Extremely rare. As often weakly struck on obverse, but with a reverse of superb style
and finely detailed. Old cabinet tone and about very fine / extremely fine

Ex Hesperia Art Fixed Price List January 1969, 278.

Although the site of Citium had been inhabited since the Bronze Age, by the tenth century B.C. it seems to have been colonised by Greeks and Phoenician traders who sought to exploit the copper mines of the island. Judging from the city's participation in Onesilos of Salamis' revolt against Persian authority in 499-494 B.C, it has been suggested that the city was ruled by Greek kings at the time. However, once the revolt was quashed and Onesilos killed, the Persians sought to increase their influence on the island by supporting friendly Phoenician dynasts. The earliest of these kings known by name at Citium was Baalmelek I, the issuer of this stater. Unfortunately, we know little about his reign beyond that he fathered Azbaal, the future king of both Citium and Idalion (ca. 449-425 B.C.), and struck silver coins. The types of the stater, however, do give some insight into Baalmelek I's background. While the obverse is very Greek in its depiction of an Archaic-style Herakles wielding his club and bow, Herakles here should be understood as the interpretatio graeca of the Phoenician god Ba'al Melqart ("Lord of the City"), the patron deity of Tyre. Herodotos reports that Herakles was long associated with Melqart at Tyre and the image of the Greek hero standing in for the Phoenician god frequently occurs on coins struck by Tyre in the Hellenistic and Roman periods. The prominence of Herakles on Baalmelek I's stater strongly suggests that the king and his Phoenician dynasty had Tyrian origins. The lion of the reverse is an animal closely linked to Herakles through the hero's famous exploits in Nemea, but here probably serves as a generic symbol of royal power.

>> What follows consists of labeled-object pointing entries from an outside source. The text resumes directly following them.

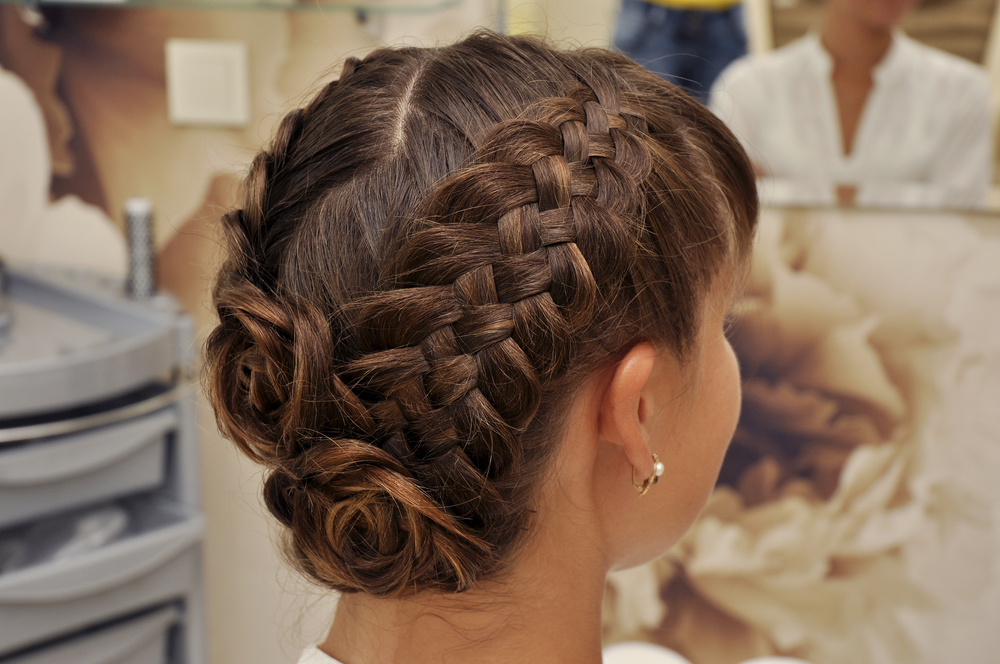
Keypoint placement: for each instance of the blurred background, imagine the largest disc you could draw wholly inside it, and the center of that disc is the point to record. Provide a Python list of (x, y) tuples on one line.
[(855, 519)]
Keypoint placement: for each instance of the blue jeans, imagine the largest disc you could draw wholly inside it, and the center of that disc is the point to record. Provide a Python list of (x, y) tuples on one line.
[(689, 48)]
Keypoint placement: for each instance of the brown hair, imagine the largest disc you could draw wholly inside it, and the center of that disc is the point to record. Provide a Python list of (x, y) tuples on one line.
[(429, 257)]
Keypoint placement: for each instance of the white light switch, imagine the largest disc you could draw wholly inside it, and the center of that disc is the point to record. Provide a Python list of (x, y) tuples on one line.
[(207, 82)]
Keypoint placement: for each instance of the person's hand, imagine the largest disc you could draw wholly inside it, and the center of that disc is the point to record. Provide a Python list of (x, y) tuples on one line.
[(847, 194)]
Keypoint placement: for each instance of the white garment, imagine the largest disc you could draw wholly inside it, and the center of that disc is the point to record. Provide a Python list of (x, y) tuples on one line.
[(620, 653), (924, 138), (67, 233)]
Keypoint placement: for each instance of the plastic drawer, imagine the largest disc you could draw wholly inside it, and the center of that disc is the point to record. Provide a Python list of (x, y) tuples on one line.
[(53, 599), (47, 476), (142, 640)]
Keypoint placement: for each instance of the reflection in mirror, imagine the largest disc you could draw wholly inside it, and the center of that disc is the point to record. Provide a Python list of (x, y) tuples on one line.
[(858, 112)]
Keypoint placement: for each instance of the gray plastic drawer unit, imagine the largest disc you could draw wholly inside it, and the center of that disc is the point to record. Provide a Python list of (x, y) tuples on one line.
[(64, 596), (141, 640), (100, 530), (66, 471)]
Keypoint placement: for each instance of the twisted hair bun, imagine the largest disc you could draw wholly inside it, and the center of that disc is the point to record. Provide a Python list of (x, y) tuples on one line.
[(429, 257)]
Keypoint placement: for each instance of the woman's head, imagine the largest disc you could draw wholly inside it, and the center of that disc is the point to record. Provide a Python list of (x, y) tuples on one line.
[(430, 258)]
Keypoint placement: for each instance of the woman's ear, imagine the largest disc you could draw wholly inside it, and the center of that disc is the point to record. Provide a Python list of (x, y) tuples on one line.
[(626, 409)]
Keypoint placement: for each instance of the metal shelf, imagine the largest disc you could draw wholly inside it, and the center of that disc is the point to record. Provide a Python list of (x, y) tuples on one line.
[(321, 6)]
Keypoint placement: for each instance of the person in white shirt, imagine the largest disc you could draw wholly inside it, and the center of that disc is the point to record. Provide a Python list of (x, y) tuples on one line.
[(471, 323), (861, 114)]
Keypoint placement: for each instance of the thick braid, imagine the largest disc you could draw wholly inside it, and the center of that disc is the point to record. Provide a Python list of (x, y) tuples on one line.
[(489, 294), (405, 304)]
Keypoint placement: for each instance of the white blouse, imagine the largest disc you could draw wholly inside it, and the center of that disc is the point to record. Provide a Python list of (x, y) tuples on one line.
[(620, 653), (924, 138)]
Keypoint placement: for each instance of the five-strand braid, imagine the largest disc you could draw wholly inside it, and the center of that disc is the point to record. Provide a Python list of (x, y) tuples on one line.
[(396, 418)]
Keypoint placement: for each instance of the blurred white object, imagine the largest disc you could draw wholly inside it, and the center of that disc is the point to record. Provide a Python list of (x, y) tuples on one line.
[(67, 233), (633, 652), (924, 140), (208, 82)]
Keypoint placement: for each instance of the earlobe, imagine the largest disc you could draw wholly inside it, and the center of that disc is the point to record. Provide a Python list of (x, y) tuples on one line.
[(625, 411)]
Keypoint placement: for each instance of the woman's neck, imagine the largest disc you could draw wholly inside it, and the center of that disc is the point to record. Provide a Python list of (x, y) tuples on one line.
[(853, 44), (547, 609)]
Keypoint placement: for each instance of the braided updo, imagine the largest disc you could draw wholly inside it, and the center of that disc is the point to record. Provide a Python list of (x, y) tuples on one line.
[(429, 257)]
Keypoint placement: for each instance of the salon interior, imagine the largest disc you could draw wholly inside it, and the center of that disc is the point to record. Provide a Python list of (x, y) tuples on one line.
[(856, 518)]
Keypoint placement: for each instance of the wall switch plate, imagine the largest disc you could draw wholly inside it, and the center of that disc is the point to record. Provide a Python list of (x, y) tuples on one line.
[(208, 82)]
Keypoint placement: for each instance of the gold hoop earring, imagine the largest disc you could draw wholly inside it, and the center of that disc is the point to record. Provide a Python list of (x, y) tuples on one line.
[(646, 484)]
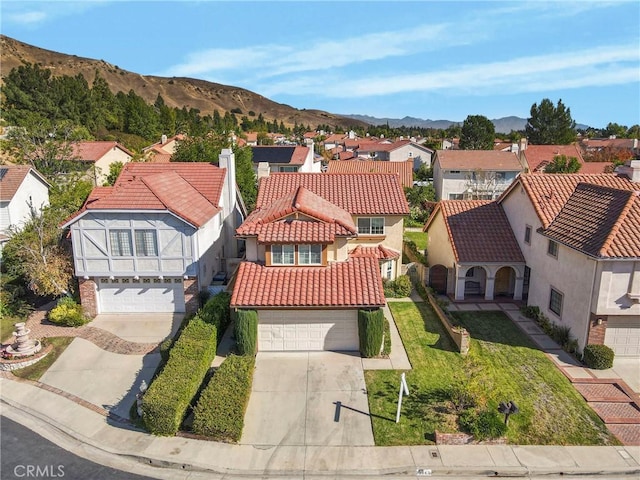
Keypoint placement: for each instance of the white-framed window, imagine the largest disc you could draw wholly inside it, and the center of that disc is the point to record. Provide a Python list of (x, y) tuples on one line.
[(146, 243), (527, 234), (120, 243), (555, 301), (371, 226), (310, 254), (283, 255)]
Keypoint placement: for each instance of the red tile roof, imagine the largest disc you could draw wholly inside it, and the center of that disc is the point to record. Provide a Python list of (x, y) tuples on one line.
[(358, 194), (599, 221), (353, 283), (94, 151), (274, 223), (539, 155), (403, 169), (189, 190), (549, 192), (379, 251), (12, 178), (478, 160), (479, 231)]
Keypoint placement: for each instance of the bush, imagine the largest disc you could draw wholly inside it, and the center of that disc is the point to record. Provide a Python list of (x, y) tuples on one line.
[(222, 404), (370, 330), (246, 332), (599, 357), (483, 424), (166, 401), (68, 313)]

This probability is reinforced by the presence of an extremely well preserved Phoenician inscription identifying the stater as a "[coin] of Baalmelek." Depictions of lions and lion hunts are a commonplace of ancient Near Eastern royal art. Indeed, the face and mane of the lion on the stater bear comparison to the lions depicted in the reliefs of Achaemenid Persepolis.